I thought that Angkor was just one big Buddhist temple of importance to the Cambodian people. I didn’t realize that it was a sprawling civilization that had housed over a million people at its peak, that Angkor Wat was just one temple among dozens built over several hundreds of years, honoring first Hindu gods, then later Buddha. Khmer art, architecture and engineering feats spanned more than six centuries. Wars came and went as did the power and influence of the Khmer and other civilizations in the region. The Angkor-Khmer Empire reached its zenith in the 11th and 12th centuries, its realm extending into Vietnam, Laos and Thailand. It came to an end in the 15th century when the Ayutthaya Empire of Thailand obtained regional dominance. Angkor was abandoned by the many and left to the elements.

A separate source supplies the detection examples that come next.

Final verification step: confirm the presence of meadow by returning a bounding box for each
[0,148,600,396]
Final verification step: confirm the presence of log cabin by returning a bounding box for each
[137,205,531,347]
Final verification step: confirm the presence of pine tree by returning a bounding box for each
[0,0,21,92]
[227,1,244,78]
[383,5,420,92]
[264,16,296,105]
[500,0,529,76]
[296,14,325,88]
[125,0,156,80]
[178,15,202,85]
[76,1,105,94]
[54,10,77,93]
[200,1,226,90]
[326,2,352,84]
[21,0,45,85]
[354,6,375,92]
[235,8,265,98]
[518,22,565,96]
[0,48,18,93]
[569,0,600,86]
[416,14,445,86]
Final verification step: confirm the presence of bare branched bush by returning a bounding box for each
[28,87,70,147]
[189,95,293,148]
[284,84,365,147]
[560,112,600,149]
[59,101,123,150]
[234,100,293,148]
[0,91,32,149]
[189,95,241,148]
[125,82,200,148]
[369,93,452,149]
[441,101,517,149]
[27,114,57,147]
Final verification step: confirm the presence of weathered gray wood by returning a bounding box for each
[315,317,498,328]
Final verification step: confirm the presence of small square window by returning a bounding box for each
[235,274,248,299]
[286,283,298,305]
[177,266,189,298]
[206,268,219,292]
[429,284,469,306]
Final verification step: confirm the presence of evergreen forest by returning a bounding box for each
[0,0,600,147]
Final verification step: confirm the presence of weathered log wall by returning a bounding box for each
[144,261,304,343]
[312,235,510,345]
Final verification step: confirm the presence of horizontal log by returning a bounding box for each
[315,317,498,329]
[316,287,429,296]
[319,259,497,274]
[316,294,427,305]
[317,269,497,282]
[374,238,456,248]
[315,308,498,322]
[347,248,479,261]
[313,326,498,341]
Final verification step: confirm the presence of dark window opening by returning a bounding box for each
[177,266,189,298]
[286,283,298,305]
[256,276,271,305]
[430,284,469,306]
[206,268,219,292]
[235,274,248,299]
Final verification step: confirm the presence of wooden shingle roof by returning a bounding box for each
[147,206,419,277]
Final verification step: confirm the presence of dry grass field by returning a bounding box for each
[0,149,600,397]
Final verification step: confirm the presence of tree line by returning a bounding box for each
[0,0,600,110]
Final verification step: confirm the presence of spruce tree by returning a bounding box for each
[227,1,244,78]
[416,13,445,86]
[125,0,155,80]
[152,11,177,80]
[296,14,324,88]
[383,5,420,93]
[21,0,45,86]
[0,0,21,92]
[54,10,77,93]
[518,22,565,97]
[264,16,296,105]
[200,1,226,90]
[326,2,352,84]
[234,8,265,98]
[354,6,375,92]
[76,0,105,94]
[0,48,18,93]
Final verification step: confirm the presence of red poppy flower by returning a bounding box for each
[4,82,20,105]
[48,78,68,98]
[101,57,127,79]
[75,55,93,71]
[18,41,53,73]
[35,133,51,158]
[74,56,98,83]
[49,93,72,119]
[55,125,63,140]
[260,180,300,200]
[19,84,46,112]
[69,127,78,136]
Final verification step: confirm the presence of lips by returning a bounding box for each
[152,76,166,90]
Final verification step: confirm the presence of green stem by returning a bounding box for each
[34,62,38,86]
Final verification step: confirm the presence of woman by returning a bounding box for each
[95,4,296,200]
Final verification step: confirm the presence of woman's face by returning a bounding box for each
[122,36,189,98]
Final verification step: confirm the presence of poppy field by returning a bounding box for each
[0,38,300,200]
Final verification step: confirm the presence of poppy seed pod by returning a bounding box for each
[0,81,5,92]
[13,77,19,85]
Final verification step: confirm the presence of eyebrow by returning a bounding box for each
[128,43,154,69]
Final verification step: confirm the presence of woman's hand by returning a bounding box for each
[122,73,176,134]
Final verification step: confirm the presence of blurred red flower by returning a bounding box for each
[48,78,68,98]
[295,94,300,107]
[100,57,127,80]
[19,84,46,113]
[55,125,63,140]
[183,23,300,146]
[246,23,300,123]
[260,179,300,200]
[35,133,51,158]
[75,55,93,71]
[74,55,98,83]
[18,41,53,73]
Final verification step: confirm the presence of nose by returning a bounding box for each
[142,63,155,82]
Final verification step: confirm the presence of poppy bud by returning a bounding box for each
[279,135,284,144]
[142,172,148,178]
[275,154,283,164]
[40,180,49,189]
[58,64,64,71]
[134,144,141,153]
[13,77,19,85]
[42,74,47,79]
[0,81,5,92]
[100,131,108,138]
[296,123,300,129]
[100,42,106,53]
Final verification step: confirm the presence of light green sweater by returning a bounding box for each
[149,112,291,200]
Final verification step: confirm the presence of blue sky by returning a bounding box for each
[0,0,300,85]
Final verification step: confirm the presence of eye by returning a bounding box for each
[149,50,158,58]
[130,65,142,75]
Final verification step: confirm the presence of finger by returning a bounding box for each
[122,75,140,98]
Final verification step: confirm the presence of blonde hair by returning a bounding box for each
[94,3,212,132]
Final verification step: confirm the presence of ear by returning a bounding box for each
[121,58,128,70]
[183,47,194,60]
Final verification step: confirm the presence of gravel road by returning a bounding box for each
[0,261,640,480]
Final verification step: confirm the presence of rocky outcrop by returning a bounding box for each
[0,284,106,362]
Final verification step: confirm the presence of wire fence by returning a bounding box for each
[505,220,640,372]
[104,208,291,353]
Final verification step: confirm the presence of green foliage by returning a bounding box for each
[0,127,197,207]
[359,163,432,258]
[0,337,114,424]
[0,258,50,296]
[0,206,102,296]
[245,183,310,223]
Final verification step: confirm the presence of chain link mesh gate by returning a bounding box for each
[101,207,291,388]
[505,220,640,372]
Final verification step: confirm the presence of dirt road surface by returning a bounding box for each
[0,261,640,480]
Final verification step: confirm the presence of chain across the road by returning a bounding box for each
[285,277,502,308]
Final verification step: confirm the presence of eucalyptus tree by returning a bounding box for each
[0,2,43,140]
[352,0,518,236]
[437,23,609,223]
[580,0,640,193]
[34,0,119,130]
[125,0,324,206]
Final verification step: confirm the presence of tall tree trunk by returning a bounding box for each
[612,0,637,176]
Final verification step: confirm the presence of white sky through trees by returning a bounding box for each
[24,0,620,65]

Now visiting Angkor Wat I was beginning to get a clearer picture of the enormity of the Khmer Empire and its significance. (Do not confuse the Khmer Empire with the latter day Khmer Rouge.) Although most of the picture wouldn’t become all that clear until I left Cambodia and was able to sift through the brochures and Googled information at leisure. While visiting the ruins it was all rushed and confused: taking in this temple, that ruin, waiting patiently for people to move out of the frame of that perfect picture, being pushed past the plaques and signs that told which king and which religion we were honoring. Things weren’t presented chronologically or concisely. The names of the temples were confusing too: Banteay Kdei, Banteay Prei, Banteay Srey. The day tours were long and hot and tiring and the tuk-tuk drivers led us to all the hotspots according to a menu of prices, letting us figure out what was what on our own.
Tuk-tuks were easy to come by and we hired Sam for 2 days to drive us around: to the ancient sites and to the more recent Cambodian War Museum with its displays of tanks, artillery, land mines and genocide. He drove along a couple of tree-lined boulevards in Siem Reap—one named for Charles de Gaulle—on our way to and fro and that’s when it hit me. Siem Reap had boulevards, wide, shaded streets with columns of big old trees at both curbs. That and the slow pedaling bicyclists precipitated a feeling of old Europe and its expansionism, another period of history. It was the colonial influence. Thailand didn’t have these old tree-lined boulevards as far as I had seen, it had never been colonized by a Western power. Cambodia had been. It had been a French Protectorate, part of French Indochina, for almost a century until gaining independence in 1953. French influence wasn’t great in Cambodia, particularly in this northwestern enclave; Vietnam was the prize back then. Admittedly I haven’t seen much of Thailand and my visit to Cambodia was only for a weekend, but the trees and their placement along the wide streets unwittingly put a short period of Cambodian history into perspective. While the French didn’t “discover” or even re-discover Angkor Wat, what they did do was show the world–the Western world–the beauty and magnificence of the temples and the ancient civilization. They planted the seeds of discovery. And they planted some trees.